One thing we did not really expect was that many of our clients asked us to demonstrate the iPad to them. Compared to when the iPhone came out the demand and interest in the iPad seems to be huge.
We met several of Melbourne's larger Ad Agencies and some of our clients and talked about the pros and cons of the iPad.
Smartcompany.com was another company we showed the iPad and Amanda Gome, founder and publisher of Smartcompany, wrote up an
article based on our meeting.
Here is a snipped from the article:
"This morning I held the iPad for the first time. It was not the romantic moment I had hoped for. It felt heavier than I expected and a little smaller. But then I turned it on and after it flipped every which way, I found myself staring at SmartCompany.
It looked so slick! We filled the whole screen, the colours were bright - it looked like SmartCompany in glossy magazine format without the printing costs. In fact, it looked so great, my editor immediately queried why we would develop an iPad app. Suddenly the new phrase 'iPad friendly' that I have been seeing around the traps made sense."
We also love one of the comments that was left by "Amra, April 20, 2010". Here is a snippet of the spot-on comment:
"...I have a MacBook pro. In 6 days of having my iPad, I have rarely used it - normally it's in constant use - web browsing, email checking and replying is all done via the iPad. Magazines and newspapers ( either app or web) are all on the iPad and can be read anywhere. I have downloaded books and having them with me they get read.
I have done 12 hours of presenting to professionals, all on Keynote (but all PowerPoint slides that simply converted). I have also put together a 20 page keynote on the iPad in about 40 minutes!!
With the citric app, I have full access to my desktop which is huge and with apps like good reader (connected to drop box), I can read all my work related files and work on them.
The keyboard weakness is overstated.
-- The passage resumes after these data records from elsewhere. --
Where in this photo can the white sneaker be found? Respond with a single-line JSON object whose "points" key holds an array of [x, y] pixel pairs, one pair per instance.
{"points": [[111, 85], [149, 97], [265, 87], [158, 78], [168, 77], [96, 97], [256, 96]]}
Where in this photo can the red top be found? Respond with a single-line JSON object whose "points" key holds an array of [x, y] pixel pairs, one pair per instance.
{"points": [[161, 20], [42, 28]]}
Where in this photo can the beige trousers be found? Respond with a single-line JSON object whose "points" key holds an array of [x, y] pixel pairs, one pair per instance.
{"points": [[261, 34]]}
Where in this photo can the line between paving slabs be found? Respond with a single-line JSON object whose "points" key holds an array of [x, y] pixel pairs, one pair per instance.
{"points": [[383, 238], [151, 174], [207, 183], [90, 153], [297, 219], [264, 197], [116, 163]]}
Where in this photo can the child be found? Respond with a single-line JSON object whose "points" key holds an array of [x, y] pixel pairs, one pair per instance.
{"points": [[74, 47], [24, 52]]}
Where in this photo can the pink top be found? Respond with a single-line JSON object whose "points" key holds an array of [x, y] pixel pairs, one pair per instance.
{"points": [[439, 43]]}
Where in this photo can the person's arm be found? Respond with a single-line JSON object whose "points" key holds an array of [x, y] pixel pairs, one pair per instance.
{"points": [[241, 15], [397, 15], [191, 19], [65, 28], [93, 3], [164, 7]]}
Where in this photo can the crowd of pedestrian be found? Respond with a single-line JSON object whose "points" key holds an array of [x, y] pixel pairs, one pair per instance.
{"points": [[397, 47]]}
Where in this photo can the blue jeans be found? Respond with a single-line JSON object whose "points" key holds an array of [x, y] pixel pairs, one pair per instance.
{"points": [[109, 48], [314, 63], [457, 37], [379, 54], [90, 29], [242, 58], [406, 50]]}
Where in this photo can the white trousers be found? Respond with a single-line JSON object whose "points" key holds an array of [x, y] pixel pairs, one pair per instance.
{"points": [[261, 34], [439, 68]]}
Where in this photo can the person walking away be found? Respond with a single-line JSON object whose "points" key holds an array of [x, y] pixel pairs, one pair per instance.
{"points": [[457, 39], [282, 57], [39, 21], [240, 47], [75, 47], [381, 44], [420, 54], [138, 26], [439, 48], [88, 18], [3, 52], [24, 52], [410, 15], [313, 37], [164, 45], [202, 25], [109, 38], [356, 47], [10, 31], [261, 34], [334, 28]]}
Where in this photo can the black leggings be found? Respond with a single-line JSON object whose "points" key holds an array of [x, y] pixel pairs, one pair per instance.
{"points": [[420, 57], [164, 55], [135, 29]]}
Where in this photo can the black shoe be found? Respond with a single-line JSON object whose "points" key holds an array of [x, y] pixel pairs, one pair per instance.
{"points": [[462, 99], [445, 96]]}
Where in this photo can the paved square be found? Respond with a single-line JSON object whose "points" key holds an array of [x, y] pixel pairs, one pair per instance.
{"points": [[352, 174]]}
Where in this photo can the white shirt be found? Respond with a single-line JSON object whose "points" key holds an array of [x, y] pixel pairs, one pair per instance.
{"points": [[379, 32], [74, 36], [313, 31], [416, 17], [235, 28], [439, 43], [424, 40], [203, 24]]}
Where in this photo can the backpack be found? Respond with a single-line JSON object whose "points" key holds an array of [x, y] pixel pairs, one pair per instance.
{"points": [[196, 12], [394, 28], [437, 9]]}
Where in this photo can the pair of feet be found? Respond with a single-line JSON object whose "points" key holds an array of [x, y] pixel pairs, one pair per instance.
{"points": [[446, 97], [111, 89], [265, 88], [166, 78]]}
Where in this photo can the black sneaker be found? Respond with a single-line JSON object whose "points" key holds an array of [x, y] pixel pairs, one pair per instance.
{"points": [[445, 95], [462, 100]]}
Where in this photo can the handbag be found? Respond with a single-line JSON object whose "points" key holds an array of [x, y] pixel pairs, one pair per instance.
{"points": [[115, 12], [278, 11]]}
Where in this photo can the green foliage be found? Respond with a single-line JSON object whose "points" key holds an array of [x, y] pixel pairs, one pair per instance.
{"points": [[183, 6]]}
A wee bit of practice and it's fine and certainly hugely better than an iPhone - which many have been using for business tasks for a while now. The keyboard comment actually sounded like the sort of lame comment I would expert from a blackberry user who was 50+ and was weak with technology.
You can use the iPad for 80% of what most people use a laptop for. It's more portable, easier to use and the battery lasts forever (easily 10 hours in constant use).
For those of whose who travel it will be our business, communications and entertainment device. For heavy business use, it has limitations but in reality, it's not that limited.
I typed this on my iPad.
It's bloody brilliant.
Yeah, Amra, we can't agree more. It's bloody brilliant!